Он остановился в узком боковом коридоре, у двери с написанной от руки надписью «Гримерная. М.Ландау». Посмотрел на меня, приложил палец к губам и открыл дверь, пропуская вперед. Я хотел спросить, что происходит, но он вновь приложил палец к губам и подтолкнул к входу. Машинально я сделал два шага, так что оказался внутри, не сразу оценив открывшуюся взгляду картину. Рабби вошел следом и спешно прикрыл за собою дверь.
Я оглянулся, затем всмотрелся в полумрак гримерной (тут горела лишь одна свеча — вернее, догорала, — на маленьком столике, перед зеркалом. В широком старом кресле полулежал все еще обряженный в костюм Пьеро Макс Ландау, но его набеленное лицо обращено было не к зеркалу, а к входу, так что я сразу же встретился с ним взглядом.
— Добрый вечер, господин Ландау, — произнес я. Вернее, собрался произнести, потому что уже через мгновение отметил особую неподвижность взгляда режиссера и беспомощно упавшие руки.
— Ч-черт побери… — прошептал я. — Он что… Ему плохо?

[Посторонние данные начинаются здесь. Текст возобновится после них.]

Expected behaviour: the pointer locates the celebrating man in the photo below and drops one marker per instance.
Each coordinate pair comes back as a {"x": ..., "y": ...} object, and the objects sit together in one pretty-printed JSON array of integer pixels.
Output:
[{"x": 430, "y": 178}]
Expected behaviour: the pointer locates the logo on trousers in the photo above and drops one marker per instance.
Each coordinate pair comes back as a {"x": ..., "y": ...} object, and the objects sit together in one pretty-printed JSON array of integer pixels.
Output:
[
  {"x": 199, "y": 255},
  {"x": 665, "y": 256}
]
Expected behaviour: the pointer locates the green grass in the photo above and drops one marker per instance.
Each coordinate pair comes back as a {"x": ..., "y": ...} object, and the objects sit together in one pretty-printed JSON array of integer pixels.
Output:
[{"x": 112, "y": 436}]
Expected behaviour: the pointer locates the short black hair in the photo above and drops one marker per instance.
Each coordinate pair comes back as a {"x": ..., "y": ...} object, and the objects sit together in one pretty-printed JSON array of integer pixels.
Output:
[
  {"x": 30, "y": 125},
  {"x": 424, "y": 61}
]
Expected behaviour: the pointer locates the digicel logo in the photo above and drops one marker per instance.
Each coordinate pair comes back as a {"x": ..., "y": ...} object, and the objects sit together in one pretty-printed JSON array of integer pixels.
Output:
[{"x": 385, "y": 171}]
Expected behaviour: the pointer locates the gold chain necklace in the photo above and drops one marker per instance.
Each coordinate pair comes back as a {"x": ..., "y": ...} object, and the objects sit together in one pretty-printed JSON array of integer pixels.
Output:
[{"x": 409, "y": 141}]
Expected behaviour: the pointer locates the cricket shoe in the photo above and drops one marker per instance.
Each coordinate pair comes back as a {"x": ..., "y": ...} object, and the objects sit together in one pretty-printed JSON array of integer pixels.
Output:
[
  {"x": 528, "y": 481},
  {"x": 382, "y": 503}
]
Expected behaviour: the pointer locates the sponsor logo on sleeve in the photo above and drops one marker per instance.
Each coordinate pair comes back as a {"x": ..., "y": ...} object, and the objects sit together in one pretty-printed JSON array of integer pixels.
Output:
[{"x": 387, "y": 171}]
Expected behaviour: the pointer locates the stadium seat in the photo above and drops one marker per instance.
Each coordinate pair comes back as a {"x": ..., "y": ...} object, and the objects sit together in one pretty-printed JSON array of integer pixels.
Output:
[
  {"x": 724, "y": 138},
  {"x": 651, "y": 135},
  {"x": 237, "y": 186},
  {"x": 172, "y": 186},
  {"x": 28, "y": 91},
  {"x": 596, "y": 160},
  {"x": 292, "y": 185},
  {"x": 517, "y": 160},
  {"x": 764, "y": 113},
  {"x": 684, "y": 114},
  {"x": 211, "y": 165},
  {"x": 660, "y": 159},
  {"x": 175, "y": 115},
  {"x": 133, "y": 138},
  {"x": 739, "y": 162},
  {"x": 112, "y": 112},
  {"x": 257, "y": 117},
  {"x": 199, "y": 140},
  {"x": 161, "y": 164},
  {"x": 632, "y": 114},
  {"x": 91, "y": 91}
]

Нужна моя помощь?..
Никакая помощь господину Ландау уже не была нужна. Склонившись над ним, я увидел большое темное пятно (в тусклом, колеблющемся свете огарка оно казалось черным) расплывшееся вокруг желтого листка-звезды.
Макс Ландау был мертв.
Первым моим желанием было немедленно покинуть это место, но, пересилив себя, я вновь склонился над покойником. Несомненно, он был убит — ножом или чем-то вроде того. Убийца нанес удар в самое сердце. Словно для того, чтобы исключить промах, желтый листок был нашит прямо напротив сердца… Я осторожно коснулся пальцами бурого ореола. Кровь еще не успела застыть.
От прикосновения бутафорский листок дрогнул. Нож убийцы — почти рассек его, и в мою ладонь упали две половинки вырезанного из раскрашенной бумаги кленового листа. Я машинально спрятал их в карман.